Przeciw powołaniu komisji mającej zbadać rosyjskie wpływy w l. 2007-2022 oprócz PO głosowała tez Lewica, a Konfederacja wstrzymała się od głosu… pic.twitter.com/CScWFtsALZ
— Piotr Nisztor 🇵🇱 (@PNisztor) April 14, 2023
Komisja ma się składać z 9 członków powoływanych i odwoływanych przez Sejm, a na jej czele ma stanąć przewodniczący wybierany spośród członków komisji. Kluby poselskie miałyby przedstawić kandydatów do komisji w ciągu dwóch tygodni od wejścia przepisów w życie.
Komisja ma prowadzić postępowania mające na celu wyjaśnianie przypadków "funkcjonariuszy publicznych lub członków kadry kierowniczej wyższego szczebla, którzy w latach 2007–2022 pod wpływem rosyjskim, działali na szkodę interesów RP".
Komisja ma analizować m.in. czynności urzędowe, tworzenie, powielanie, udostępnianie informacji osobom trzecim; wpływanie na treść decyzji administracyjnych; wydawanie szkodliwych decyzji; składanie oświadczeń woli w imieniu organu władzy publicznej lub spółki; zawieranie umów czy dysponowanie środkami publicznymi lub spółki.
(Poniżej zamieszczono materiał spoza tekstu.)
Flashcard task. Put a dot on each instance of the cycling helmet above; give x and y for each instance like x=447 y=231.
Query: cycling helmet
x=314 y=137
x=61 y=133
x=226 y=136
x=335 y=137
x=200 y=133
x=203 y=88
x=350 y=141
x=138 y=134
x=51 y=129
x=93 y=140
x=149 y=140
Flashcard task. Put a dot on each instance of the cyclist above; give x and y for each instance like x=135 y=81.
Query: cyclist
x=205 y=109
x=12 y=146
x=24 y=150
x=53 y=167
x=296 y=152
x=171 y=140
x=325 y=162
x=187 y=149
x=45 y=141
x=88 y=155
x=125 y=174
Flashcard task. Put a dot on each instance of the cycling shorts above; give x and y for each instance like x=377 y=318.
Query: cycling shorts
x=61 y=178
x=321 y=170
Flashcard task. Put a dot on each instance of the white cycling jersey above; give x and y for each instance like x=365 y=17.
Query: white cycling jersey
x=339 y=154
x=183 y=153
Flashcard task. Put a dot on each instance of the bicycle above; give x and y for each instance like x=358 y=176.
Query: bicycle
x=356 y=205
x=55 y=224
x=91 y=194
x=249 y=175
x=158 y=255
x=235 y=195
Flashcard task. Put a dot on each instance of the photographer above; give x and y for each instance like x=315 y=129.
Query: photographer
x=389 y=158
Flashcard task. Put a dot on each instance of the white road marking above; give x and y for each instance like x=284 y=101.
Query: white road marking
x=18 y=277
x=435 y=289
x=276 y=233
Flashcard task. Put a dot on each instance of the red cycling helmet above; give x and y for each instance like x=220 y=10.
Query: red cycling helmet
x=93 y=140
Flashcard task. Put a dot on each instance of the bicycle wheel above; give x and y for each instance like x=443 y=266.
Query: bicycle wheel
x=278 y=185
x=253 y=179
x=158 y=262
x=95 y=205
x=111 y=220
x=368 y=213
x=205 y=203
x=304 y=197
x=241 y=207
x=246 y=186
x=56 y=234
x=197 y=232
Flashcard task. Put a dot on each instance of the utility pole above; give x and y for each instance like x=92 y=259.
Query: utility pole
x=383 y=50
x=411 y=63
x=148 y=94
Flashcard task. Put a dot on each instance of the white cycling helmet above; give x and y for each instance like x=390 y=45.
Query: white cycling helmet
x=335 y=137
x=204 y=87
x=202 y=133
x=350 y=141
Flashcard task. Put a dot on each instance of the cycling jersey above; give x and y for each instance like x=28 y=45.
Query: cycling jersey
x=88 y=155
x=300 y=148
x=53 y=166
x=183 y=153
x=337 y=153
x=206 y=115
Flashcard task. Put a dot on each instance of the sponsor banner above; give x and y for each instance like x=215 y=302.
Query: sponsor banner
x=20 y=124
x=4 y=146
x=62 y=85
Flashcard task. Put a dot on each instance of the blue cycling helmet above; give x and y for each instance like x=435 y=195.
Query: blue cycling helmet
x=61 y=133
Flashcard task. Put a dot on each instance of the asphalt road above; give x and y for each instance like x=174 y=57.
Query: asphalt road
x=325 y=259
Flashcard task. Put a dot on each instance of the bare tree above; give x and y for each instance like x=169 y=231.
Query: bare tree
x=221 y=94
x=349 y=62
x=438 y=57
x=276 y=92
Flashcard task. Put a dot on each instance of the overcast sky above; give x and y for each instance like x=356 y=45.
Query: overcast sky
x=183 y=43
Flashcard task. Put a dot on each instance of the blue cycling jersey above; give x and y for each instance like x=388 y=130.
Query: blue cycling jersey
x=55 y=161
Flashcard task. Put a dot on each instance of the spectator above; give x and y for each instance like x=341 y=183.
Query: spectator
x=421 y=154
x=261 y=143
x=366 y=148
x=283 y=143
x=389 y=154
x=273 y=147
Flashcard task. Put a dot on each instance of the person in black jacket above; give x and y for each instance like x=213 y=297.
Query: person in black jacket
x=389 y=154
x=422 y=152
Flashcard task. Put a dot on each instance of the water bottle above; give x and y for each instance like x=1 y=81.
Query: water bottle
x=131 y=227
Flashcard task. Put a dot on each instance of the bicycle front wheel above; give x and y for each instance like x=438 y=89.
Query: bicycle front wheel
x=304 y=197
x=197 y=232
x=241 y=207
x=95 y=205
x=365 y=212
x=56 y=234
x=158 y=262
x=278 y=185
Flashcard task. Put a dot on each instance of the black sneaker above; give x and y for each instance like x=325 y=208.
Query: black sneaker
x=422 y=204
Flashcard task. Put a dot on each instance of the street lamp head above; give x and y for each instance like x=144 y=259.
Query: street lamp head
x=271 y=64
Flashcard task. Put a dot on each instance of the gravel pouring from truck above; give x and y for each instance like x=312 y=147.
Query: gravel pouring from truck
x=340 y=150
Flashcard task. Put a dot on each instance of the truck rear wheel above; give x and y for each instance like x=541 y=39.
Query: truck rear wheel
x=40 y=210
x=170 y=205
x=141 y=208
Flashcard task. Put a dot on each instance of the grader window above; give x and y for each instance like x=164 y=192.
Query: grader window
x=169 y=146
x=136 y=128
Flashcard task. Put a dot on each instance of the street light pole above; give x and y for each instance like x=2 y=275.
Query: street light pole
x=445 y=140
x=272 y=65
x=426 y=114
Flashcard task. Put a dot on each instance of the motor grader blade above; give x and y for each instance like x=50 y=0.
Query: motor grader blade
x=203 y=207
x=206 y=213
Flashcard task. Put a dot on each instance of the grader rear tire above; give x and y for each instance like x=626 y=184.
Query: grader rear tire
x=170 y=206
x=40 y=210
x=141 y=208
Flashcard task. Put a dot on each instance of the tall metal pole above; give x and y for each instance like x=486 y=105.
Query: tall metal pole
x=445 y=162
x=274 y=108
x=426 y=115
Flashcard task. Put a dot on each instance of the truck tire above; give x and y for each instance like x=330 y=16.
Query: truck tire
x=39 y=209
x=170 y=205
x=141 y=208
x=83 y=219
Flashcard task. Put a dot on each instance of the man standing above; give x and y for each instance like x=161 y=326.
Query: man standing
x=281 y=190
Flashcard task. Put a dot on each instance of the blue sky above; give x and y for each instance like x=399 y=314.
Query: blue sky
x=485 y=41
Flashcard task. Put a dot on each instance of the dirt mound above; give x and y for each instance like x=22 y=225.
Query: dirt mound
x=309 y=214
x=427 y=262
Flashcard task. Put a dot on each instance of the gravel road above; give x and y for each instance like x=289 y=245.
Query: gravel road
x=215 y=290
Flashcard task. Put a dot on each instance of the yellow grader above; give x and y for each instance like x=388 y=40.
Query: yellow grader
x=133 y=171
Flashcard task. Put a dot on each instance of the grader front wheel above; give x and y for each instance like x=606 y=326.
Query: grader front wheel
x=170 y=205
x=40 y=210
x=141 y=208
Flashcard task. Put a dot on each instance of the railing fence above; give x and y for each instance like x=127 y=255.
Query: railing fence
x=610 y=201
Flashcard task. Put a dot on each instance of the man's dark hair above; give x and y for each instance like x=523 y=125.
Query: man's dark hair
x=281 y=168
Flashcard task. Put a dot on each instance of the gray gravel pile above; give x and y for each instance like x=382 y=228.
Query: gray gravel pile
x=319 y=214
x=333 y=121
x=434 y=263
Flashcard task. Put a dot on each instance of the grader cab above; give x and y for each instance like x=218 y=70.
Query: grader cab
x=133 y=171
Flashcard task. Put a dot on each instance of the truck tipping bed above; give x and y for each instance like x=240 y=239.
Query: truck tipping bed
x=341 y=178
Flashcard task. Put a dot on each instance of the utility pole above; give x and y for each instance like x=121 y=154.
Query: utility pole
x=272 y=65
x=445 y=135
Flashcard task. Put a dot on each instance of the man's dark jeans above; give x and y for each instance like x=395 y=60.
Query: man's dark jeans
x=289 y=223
Decyzje, które mogłaby podejmować komisja, to m.in.: uchylenie decyzji administracyjnej wydanej w wyniku wpływów rosyjskich, wydanie zakazu pełnienia funkcji związanych z dysponowaniem środkami publicznymi do 10 lat oraz cofnięcie i zakaz poświadczania bezpieczeństwa na 10 lat.
Jak mówił poseł PiS Kazimierz Smoliński, "od lat mówi się o tym, że zbadanie wpływów rosyjskich na Polskę jest konieczne".
"Niewątpliwie w różnych sferach wpływy rosyjskie były i dziś już nikt nie ma co do tego wątpliwości i pewnie są nadal, bo przecież te różnego rodzaju grupy wpływu nadal funkcjonują w całej Europie"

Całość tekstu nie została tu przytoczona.